A high early recurrence (ER) (≤ 1 year) rate of hepatocellular carcinoma (HCC) remains a significant concern. It is an important problem to find a powerful preoperative tool for predicting ER. This study aimed to development and validation of a Radiomics Nomogram for Preoperative Prediction ER in hepatocellular carcinoma less than 5cm. We found that the textural signature was a significant predictor for ER in HCC, and Radiomics nomogram performed better for preoperative prediction of ER in HCC.
Introduction: A high early recurrence (ER) (≤ 1 year) rate of hepatocellular carcinoma (HCC) remains a significant concern[1]. It is an important problem to find a powerful preoperative tool for predicting ER[2-3]. This study aimed to development and validation of a Radiomics Nomogram for Preoperative Prediction ER in hepatocellular carcinoma less than 5cm.
Materials and methods: A total of 110 HCC patients with primary solitary HCC measuring less than 5 cm in diameter, who underwent partial hepatectomy were enrolled in this retrospective study. And all the patients were followed up more than 1 year. Preoperative clinical factors associated with ER were evaluated. Texture features were extracted from arterial phase (AP) and portal venous phase (PP) CEMR images. Followed the feature selection, multivariate logistic regression analysis was applied for modeling , including a clinical factor (CF) model, an AP textural feature model, a PP textural feature model and a combined model. The area under the curve (AUC)s of operating characteristics (ROC) of the above models were used to explore their performance to discriminate ER respectively. The best model was selected and a nomogram was obtained. Both clinical parameters(p<0.05) and the radiomics signature score were conducted for multivariate logistic regression and a nomogram was generated by using the rms package of R, version 3.4.1 (http://www.r-project.org/).
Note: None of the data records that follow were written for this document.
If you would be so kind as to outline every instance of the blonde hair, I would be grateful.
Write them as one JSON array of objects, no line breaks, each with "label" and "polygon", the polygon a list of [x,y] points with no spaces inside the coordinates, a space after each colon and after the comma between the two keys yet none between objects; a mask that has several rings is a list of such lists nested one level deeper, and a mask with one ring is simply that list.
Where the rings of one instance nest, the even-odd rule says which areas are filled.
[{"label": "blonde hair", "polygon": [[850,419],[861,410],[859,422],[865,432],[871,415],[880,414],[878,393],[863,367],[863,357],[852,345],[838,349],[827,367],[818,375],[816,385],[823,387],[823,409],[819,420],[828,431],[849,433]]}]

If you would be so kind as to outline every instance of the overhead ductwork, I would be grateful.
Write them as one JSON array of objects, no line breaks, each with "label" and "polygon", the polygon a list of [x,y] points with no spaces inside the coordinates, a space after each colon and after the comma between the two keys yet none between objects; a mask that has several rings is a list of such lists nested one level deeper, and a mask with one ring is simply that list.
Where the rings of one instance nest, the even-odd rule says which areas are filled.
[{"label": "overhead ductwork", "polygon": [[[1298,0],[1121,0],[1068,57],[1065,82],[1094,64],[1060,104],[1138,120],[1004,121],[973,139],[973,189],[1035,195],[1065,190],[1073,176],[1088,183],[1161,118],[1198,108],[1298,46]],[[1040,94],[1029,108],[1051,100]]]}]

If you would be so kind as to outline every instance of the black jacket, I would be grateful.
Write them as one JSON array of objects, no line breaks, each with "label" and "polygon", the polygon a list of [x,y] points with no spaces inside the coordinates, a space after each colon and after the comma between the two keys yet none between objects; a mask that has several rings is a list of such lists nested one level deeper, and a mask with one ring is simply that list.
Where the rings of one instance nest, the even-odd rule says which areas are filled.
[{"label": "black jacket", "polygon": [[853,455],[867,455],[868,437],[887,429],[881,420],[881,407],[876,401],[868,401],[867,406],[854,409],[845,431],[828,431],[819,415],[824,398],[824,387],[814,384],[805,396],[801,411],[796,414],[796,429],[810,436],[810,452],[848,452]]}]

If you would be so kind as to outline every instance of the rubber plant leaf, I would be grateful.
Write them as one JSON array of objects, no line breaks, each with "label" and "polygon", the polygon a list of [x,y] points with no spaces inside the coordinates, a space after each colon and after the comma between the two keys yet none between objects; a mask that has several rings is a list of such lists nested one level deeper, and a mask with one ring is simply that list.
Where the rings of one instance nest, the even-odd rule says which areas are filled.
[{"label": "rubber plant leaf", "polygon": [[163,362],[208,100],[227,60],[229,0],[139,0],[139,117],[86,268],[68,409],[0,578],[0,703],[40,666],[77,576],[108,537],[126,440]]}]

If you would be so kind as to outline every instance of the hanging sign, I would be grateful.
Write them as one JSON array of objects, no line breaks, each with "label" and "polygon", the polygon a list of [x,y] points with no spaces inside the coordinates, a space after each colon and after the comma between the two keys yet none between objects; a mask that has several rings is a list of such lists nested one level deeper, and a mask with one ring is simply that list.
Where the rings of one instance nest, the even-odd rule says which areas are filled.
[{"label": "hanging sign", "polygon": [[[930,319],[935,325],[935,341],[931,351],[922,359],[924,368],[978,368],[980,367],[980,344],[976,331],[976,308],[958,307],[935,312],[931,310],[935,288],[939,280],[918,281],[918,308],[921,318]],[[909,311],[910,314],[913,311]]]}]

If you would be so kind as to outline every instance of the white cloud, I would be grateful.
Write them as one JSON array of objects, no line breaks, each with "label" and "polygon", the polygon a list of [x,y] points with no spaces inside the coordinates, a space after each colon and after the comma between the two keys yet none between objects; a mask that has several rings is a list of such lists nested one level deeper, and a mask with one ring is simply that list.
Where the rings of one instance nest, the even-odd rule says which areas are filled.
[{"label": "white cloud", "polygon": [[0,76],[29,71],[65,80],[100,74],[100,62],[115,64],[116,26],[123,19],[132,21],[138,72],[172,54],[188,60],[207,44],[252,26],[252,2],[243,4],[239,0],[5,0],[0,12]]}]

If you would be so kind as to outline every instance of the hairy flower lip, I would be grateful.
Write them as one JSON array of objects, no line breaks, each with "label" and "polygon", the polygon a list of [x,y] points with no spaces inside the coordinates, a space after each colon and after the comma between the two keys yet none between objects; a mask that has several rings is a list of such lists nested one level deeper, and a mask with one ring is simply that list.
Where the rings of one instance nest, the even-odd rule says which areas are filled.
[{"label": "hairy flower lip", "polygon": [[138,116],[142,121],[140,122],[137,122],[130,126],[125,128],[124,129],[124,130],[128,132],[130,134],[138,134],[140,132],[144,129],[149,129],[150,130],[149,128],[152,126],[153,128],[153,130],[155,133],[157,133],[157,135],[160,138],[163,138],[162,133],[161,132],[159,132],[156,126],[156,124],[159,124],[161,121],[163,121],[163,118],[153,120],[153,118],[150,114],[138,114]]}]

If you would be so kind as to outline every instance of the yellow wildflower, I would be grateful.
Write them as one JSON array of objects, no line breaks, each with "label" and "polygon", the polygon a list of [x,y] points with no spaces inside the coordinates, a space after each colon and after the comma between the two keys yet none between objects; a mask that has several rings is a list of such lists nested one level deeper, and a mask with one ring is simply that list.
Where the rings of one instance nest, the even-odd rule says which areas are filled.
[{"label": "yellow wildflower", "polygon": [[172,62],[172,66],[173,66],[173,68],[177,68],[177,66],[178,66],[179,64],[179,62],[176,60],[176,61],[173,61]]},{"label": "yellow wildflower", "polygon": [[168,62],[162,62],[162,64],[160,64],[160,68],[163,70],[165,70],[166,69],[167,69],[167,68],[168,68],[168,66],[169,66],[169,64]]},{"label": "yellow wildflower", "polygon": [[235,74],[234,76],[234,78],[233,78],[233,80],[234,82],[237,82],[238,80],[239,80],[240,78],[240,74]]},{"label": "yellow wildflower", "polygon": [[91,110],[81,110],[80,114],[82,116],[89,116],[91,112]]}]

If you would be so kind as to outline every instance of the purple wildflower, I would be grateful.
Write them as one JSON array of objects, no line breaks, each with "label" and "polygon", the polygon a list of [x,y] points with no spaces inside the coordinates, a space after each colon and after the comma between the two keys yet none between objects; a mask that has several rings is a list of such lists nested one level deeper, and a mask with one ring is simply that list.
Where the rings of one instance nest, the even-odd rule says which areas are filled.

Results: The significant textural features of CF, AP, PP chosen from 68 candidate features were 5, 2 and 10, respectively (P<0.05). The PP model presented better performance than AP- and CF- model in the discrimination of ER alone with an AUC of 0.765, 0.661, 0.772; sensitivity of 0.848, 0.971, 0.765; specificity of 0.592, 0.342, 0.671. Adding a PP textural signature into conventional clinical variables can significantly improve the accuracy of the preoperative model in predicting ER (AUC of 0.805, sensitivity of 0.576, specificity of 0.934, cutoff value of 0.517).
Conclusions: The textural signature was a significant predictor for ER in HCC. Radiomics nomogram performed better for preoperative prediction of ER in HCC.